1993 年 46 巻 3 号 p. 233-239
血漿エタノールレベルに及ぼすココナッツ油の影響を明らかにするため, 5週齢のSD系雄性ラットを用いてin vivoレベルで検討した。その結果, 以下の知見を得た。
1) ココナッツ油 (0.5または1.0g・kg-1体重) をエタノール (1.0g・kg-1体重) 投与の30分前にラットに経口投与すると, 血漿エタノール濃度の最大値が用量に依存して低下し, 血漿エタノール濃度の最大値に達する時間も有意に遅延した。しかし, 血漿エタノール濃度の消失時間には変化が認められなかった。
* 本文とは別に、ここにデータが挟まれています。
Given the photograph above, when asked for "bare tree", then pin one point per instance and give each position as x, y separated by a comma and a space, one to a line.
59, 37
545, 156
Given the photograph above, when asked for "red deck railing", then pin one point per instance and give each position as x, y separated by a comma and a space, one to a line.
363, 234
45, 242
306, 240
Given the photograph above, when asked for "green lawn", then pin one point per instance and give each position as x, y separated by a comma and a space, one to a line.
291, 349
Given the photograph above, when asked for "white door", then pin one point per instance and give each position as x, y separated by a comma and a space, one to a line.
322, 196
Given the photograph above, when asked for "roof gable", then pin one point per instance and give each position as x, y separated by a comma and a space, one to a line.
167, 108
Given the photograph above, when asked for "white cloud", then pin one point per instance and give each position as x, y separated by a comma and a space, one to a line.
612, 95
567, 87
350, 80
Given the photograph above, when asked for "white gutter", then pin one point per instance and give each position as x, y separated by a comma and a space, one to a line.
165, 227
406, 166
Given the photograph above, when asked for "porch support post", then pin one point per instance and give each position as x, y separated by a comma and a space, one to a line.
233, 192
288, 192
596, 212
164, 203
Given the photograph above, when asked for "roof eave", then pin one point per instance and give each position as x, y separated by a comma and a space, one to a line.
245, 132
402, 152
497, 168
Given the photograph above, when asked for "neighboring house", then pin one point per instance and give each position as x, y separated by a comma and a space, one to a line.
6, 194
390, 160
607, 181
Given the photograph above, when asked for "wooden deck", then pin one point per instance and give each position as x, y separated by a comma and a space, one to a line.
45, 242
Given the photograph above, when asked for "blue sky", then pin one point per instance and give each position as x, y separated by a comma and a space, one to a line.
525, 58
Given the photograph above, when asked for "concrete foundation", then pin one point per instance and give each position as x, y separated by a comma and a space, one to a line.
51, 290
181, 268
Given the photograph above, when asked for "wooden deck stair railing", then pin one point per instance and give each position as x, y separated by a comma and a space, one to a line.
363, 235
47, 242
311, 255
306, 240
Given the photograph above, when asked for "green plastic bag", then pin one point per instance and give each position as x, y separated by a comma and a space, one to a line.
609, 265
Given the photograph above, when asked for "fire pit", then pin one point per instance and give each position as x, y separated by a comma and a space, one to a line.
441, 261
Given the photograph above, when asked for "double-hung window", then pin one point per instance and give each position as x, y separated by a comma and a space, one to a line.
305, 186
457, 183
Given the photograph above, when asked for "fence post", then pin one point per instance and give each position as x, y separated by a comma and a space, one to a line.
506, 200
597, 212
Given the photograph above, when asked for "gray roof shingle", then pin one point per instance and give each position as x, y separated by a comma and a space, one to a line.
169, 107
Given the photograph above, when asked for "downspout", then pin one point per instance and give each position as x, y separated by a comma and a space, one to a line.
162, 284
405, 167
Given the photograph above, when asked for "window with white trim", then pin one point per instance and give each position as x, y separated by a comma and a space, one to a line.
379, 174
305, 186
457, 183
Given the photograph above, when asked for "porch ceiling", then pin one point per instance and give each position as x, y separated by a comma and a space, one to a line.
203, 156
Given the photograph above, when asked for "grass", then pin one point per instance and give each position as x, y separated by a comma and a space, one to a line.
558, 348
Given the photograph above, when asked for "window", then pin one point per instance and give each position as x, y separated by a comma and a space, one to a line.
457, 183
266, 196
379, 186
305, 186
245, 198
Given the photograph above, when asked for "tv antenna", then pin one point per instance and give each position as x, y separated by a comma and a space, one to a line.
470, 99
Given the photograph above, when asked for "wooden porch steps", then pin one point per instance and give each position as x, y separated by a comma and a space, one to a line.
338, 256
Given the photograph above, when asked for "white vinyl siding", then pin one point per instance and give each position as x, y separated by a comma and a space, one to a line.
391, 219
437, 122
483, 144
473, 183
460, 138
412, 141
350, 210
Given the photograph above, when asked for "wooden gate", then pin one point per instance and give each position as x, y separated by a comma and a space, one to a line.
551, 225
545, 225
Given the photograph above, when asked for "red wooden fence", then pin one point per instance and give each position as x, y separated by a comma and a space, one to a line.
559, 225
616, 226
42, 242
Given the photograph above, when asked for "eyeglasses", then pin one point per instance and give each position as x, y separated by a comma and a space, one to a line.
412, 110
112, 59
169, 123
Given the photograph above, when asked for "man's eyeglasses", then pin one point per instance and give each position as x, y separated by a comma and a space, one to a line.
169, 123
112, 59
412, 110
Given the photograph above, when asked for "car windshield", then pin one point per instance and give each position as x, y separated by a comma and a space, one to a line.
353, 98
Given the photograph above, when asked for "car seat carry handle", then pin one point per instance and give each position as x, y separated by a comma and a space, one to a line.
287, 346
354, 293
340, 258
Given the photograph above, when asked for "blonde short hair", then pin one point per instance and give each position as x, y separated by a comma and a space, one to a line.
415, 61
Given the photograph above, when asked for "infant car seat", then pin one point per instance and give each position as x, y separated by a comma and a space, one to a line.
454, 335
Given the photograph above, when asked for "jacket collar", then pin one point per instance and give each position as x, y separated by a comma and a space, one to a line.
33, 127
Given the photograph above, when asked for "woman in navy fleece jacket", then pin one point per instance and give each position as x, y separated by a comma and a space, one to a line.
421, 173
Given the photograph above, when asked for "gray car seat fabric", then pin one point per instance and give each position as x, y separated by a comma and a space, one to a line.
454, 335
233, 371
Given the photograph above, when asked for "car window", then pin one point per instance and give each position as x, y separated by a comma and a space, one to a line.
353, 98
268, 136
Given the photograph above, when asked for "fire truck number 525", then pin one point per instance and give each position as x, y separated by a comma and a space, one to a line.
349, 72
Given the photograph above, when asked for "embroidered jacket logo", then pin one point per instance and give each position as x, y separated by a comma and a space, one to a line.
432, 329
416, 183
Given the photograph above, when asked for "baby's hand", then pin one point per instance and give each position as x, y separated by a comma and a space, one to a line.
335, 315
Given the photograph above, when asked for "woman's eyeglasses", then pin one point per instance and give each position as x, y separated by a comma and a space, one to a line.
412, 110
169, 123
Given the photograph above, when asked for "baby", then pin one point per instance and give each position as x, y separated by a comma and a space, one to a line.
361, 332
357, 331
2) 胃内エタノール残存率はココナッツ油 (1.0g・kg-1体重) の経口投与で有意に高かった。また, 血漿エタノール濃度と胃内エタノール残存率との間には高い負の相関 (r=-0.91, p<0.001) が認められた。
3) ココナッツ油 (1.0g・kg-1体重) を経口投与し, その30分後にエタノール (1.0g・kg-1体重) を腹腔内に投与したときには, 血漿エタノールレベルに対してココナッツ油の影響がまったくみられなかった。
以上の結果より, ココナッツ油はラットの血漿エタノールレベルを用量にしたがって変動させる。その変動のおもな要因は胃内排出速度の遅延によるものと推定できる。